This week, Microsoft delivered a public preview version of its next Windows Home Server (WHS) product, code-named Vail, giving the outside world a look at a product I was first briefed on over 18 months ago. Needless to say, I've been dying to discuss Vail and not just for the obvious reasons. Yes, Vail is a big step up for consumers and the home market. But it also provides an interesting peek at technologies that will make a lot of sense for small businesses as well.

But then, WHS has always skirted an interesting line between home and work. While PC makers haven't found much success selling something with the word "server" in its name to consumers, no such qualms exist as you move up the food chain.

I've argued before that some combination of WHS and Microsoft's hosted cloud services would make a lot of sense for many small businesses. Such a package would provide local storage, remote access to network resources, and automated, centralized PC backup—all courtesy of WHS—while pushing email, calendar, and contacts management in the cloud, where it belongs.

But that's not the focus of my ardor this week. WHS also includes some incredible storage technologies that I'd like to see replicated (ahem) across Microsoft's other client and server versions of Windows.

First up is a data duplication technology called Drive Extender that helps protect against drive failure and is incredibly simple to use. In WHS, files are shared through traditional file shares on the network (and beyond, thanks to the server's remote access capabilities). Drive Extender uses these shares to determine which data is duplicated. If you mark a share for duplication, WHS will ensure that all of the files in that share are written independently to two different disks. So if one drive fails, you won't lose your data.

WHS offers another useful storage innovation: Any hard disk storage added to the server can be added to the storage pool, creating an ever-increasing space for users' files. Oddly, individual shares are also exposed as individual drive letters, which I believe is for ease of backup. But aside from this, Vail essentially does away with drive letters from the user's perspective. It's quite liberating and quite a bit simpler in both scope and execution than enterprise-class solutions like DFS.

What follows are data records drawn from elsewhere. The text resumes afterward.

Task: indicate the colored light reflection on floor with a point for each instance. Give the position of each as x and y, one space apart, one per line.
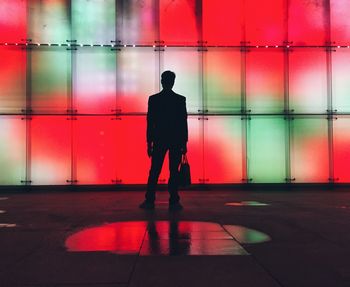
246 203
165 238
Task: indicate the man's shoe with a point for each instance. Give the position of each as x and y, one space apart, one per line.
175 206
147 205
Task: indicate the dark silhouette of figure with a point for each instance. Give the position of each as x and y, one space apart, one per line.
167 131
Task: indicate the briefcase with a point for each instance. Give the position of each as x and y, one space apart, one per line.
184 172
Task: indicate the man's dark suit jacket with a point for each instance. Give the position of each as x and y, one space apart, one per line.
167 119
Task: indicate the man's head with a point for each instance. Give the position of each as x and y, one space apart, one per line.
168 80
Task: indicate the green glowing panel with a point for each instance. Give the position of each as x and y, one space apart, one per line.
309 150
341 80
93 21
50 150
137 78
188 79
94 80
51 70
12 150
265 80
222 80
49 21
137 22
341 150
223 156
266 149
12 79
308 80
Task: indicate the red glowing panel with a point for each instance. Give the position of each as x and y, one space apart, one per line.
94 82
309 150
136 22
341 80
12 150
308 80
132 162
222 24
307 22
50 150
49 21
13 21
265 22
137 78
340 25
186 63
223 154
95 140
341 155
50 79
222 79
12 79
180 21
265 80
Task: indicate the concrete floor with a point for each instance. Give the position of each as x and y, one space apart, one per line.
309 246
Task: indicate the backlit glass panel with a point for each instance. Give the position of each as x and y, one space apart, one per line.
266 149
12 150
265 81
50 79
223 154
309 150
50 150
308 80
222 82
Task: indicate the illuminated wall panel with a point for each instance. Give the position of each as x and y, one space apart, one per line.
265 22
223 156
93 21
341 132
132 162
265 81
94 140
50 79
225 29
309 150
94 81
308 81
12 150
180 21
12 79
307 22
340 24
13 21
50 149
136 22
222 80
188 80
49 21
341 80
137 78
266 149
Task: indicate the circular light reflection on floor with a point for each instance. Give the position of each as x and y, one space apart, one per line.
149 238
247 203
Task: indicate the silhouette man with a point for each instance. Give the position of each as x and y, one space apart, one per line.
167 131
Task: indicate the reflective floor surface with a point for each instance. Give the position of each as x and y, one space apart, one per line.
165 238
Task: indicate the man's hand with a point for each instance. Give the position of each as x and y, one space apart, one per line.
184 149
149 149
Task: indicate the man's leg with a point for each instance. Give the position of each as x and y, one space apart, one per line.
158 155
173 184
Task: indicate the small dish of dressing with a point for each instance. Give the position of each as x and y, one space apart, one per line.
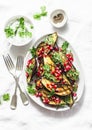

Where WHS falls short, from a storage perspective, is with server backup, especially to the cloud. Yes, Vail does offer some very basic support for backing up the server shares, but it's to external, local disks only, and it's a manual process. So if you're looking for offsite backup, feel free to regularly rotate those backup disks yourself and drive them to a different location. A solution that would tie into cloud-based storage would be vastly preferable. (It's akin to the Iron Mountain backup functionality in Microsoft Data Protection Manager 2010.)

Regardless, Vail gets the on-premise/cloud mix right, and I'd be surprised if this wasn't pretty broadly deployed in very small businesses in tandem with some cloud-based email/ personal information manager (PIM) service. This assumes that Microsoft isn't cooking up a similar Windows Small Business Server (SBS) offering, which would also make plenty of sense.